Int J Gynecol Cancer

*Department of Gynecology and Gynecological Oncology, Campus Mitte (CCM) and Campus Benjamin Franklin (CBF), Charitè University, Berlin, Germany; †Gynecologic Oncology Unit, S. Orsola-Malpighi Hospital, Alma Mater Studiorum University of Bologna, Bologna, Italy; ‡Department of Radiooncology, Campus Mitte (CCM) and Campus Virchow (CVK), Charitè University, Berlin, Germany; §Gynecologic Oncology Unit, Catholic University of the Sacred Heart, Rome, Italy; ∥Università di Milano, Fondazione Policlinico Milano, Milan, Italy; ¶Department of Urology, S. Orsola-Malpighi Hospital, Alma Mater Studiorum University of Bologna, Bologna, Italy; and #Gynecologic Oncology Unit, Catholic University of the Sacred Heart, Campobasso, Italy.

Published: January 2014

Objective: Our study purpose was to evaluate morbidity and postoperative mortality in patients who underwent pelvic exenteration (PE) for primary or recurrent gynecological malignancies.

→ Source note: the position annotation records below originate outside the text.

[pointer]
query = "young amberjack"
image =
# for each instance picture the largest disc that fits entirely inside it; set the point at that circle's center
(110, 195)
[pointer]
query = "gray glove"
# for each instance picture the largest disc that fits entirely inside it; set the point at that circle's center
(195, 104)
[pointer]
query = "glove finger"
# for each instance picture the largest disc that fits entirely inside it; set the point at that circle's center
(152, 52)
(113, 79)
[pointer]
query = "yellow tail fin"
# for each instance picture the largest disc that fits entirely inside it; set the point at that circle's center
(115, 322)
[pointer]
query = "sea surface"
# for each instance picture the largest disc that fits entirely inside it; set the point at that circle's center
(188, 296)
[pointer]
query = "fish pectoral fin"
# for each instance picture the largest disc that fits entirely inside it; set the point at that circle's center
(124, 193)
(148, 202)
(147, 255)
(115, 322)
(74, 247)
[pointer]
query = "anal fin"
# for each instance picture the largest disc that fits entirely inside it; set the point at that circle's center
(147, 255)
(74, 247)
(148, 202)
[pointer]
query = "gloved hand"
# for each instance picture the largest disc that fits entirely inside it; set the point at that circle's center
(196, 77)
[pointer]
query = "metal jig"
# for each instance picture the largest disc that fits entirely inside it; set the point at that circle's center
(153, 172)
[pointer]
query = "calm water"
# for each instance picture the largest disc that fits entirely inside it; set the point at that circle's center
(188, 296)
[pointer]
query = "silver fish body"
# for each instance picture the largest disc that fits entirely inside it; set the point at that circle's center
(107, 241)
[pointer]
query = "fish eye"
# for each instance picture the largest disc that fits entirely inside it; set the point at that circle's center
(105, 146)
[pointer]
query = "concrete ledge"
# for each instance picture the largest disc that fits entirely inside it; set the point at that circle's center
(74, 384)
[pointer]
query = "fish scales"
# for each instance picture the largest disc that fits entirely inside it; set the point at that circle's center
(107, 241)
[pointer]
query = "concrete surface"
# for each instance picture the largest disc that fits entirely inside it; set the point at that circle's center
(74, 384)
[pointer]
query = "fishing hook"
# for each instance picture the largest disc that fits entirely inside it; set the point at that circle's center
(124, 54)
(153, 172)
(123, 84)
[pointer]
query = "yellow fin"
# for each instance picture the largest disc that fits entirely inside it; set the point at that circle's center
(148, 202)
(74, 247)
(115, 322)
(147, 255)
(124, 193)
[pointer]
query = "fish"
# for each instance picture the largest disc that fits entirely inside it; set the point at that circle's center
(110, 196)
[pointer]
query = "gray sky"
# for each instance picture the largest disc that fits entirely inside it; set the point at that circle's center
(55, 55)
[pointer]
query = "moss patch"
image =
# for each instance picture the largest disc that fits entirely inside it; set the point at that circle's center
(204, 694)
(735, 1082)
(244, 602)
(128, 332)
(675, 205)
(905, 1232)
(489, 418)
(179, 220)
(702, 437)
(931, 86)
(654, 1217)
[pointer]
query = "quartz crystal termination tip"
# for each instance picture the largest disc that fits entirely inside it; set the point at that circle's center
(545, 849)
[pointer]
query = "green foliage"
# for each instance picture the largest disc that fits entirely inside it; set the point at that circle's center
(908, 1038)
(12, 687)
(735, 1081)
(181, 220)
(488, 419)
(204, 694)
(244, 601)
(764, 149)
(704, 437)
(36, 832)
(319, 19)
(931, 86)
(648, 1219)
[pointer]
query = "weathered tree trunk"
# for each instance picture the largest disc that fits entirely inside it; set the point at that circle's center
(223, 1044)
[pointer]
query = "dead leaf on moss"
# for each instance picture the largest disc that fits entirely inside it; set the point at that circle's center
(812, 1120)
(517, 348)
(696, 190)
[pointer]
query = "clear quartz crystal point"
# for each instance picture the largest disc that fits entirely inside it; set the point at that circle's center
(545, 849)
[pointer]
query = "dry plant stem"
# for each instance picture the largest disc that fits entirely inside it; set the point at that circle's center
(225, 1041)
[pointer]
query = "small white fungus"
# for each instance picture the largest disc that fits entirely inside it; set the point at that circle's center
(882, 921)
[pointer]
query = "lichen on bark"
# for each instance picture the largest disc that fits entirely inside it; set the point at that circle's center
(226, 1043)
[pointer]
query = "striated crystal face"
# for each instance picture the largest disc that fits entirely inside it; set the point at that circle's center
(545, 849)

Methods: We identified 230 patients who underwent PE, referred to the gynecological oncology units of 4 institutions: Charitè University in Berlin, Friedrich-Schiller University in Jena, S. Orsola-Malpighi University in Bologna, and Catholic University in Rome and in Campobasso.

Results: The median age was 55 years. The tumor site was the cervix in 177 patients, the endometrium in 28 patients, the vulva in 16 patients, and the vagina in 9 patients. Sixty-eight anterior, 31 posterior, and 131 total PEs were performed in 116 women together with hysterectomy. A total of 82.6% of the patients required blood transfusion. The mean operative time was 446 (95-970) minutes, and the median hospitalization was 24 (7-210) days. We noted a major complication rate of 21.3% (n = 49). We registered 7 perioperative deaths (3%) calculated within 30 days. The operation was performed within clear margins in 166 patients (72.2%). The overall mortality rate depending on tumor site at the end of the study was 75% for vulvar cancer, 57.6% for cervical cancer, 55.6% for vaginal cancer, and 53.6% for endometrial cancer.

Conclusions: Although an important effort for surgeons and for patients, PE remains a therapeutic option with an acceptable complication rate and postoperative mortality. A strict selection of patients is mandatory to reach adequate surgical and oncologic outcomes.